Wide receiver Diontae Johnson has heard the criticism and has one message for the critics: You go try it instead.

That was Johnson’s message to the media Monday, defending the effort and work the front five have put in.

“At times we do run the ball and we show we can run the ball on defenses that people say we can’t run the ball on,” Johnson told reporters via Steelers.com. “And it’s not like the o-line is not trying to do their job or whatnot. I’m getting tired of hearing people talking about the line and stuff. If it’s so easy then, from a person speaking that’s not on the team, that’s a regular fan, if it’s so easy, why don’t you come out here and do it for us? Show me, you feel me, that you can do it better than me. They’re doing the best they can. Stuff like that is going to happen. But we don’t worry about it. It’s football. So we’re gonna keep playing.”

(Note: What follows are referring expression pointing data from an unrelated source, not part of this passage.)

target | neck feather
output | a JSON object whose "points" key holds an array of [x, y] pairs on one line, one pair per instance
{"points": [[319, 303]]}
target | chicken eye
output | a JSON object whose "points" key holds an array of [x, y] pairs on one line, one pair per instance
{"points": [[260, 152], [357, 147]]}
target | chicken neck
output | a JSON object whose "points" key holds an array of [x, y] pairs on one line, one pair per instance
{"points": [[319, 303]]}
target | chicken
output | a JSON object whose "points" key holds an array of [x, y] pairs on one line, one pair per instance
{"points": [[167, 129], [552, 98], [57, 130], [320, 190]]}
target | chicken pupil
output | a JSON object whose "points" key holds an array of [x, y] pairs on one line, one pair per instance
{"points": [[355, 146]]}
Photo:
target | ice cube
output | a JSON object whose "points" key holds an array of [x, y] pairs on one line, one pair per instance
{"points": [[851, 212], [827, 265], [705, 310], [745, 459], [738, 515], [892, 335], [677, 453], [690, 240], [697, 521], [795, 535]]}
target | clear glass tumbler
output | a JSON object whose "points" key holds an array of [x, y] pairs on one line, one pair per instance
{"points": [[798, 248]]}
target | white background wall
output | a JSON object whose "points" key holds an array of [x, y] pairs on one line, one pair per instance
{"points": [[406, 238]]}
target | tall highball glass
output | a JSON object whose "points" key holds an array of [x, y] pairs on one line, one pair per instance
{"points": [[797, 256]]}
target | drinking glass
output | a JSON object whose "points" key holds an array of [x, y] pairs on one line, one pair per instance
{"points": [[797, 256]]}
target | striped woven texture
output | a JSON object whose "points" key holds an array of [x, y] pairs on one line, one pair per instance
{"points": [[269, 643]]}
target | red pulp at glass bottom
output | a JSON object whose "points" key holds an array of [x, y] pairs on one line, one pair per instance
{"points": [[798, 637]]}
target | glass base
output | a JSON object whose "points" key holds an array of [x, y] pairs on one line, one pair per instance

Pittsburgh did finish Sunday’s loss to Kansas City with 130 yards rushing while averaging a healthy-looking 5.2 yards per carry. But the stats don’t match the tape. Pittsburgh couldn’t run the ball in the first half, averaging only 3.6 yards, and lost in key situational moments, like a failed 4th and 1 toss to Najee Harris.

On the year, the Steelers’ run game has, at best, sputtered even with a first-round runner in Harris. Pittsburgh is averaging just 3.8 yards per carry, tied for 28th in the league with just nine rushing touchdowns, which is tied 27th overall. They have the shortest “long” run of any team, QB Mason Rudolph’s 26-yard scramble against the Detroit Lions. The longest run by a Steelers’ running back this year is Najee Harris’ 23-yard scamper.

Even in that defense of the offensive line, Johnson went on to point out the central problem with the Steelers’ run game. He noted the Chiefs played almost exclusively two-high shells Sunday, daring Pittsburgh to run the ball against lighter boxes. The Steelers still struggled to, forcing them to throw into those two-high looks. It led to another poor offensive performance, shutout at halftime and scoring just ten points, the lone touchdown coming in garbage time.

Johnson sticking up for his teammates is admirable even if his argument – why don’t you strap on the shoulder pads – is a silly one. You don’t have to be an offensive lineman to criticize a group so obviously struggling. The Steelers aren’t lacking effort but they are lacking technique and talent to consistently win up front. Pittsburgh is likely to continue making changes to the front five this offseason, which will be the clearest sign from the organization that this group needs work.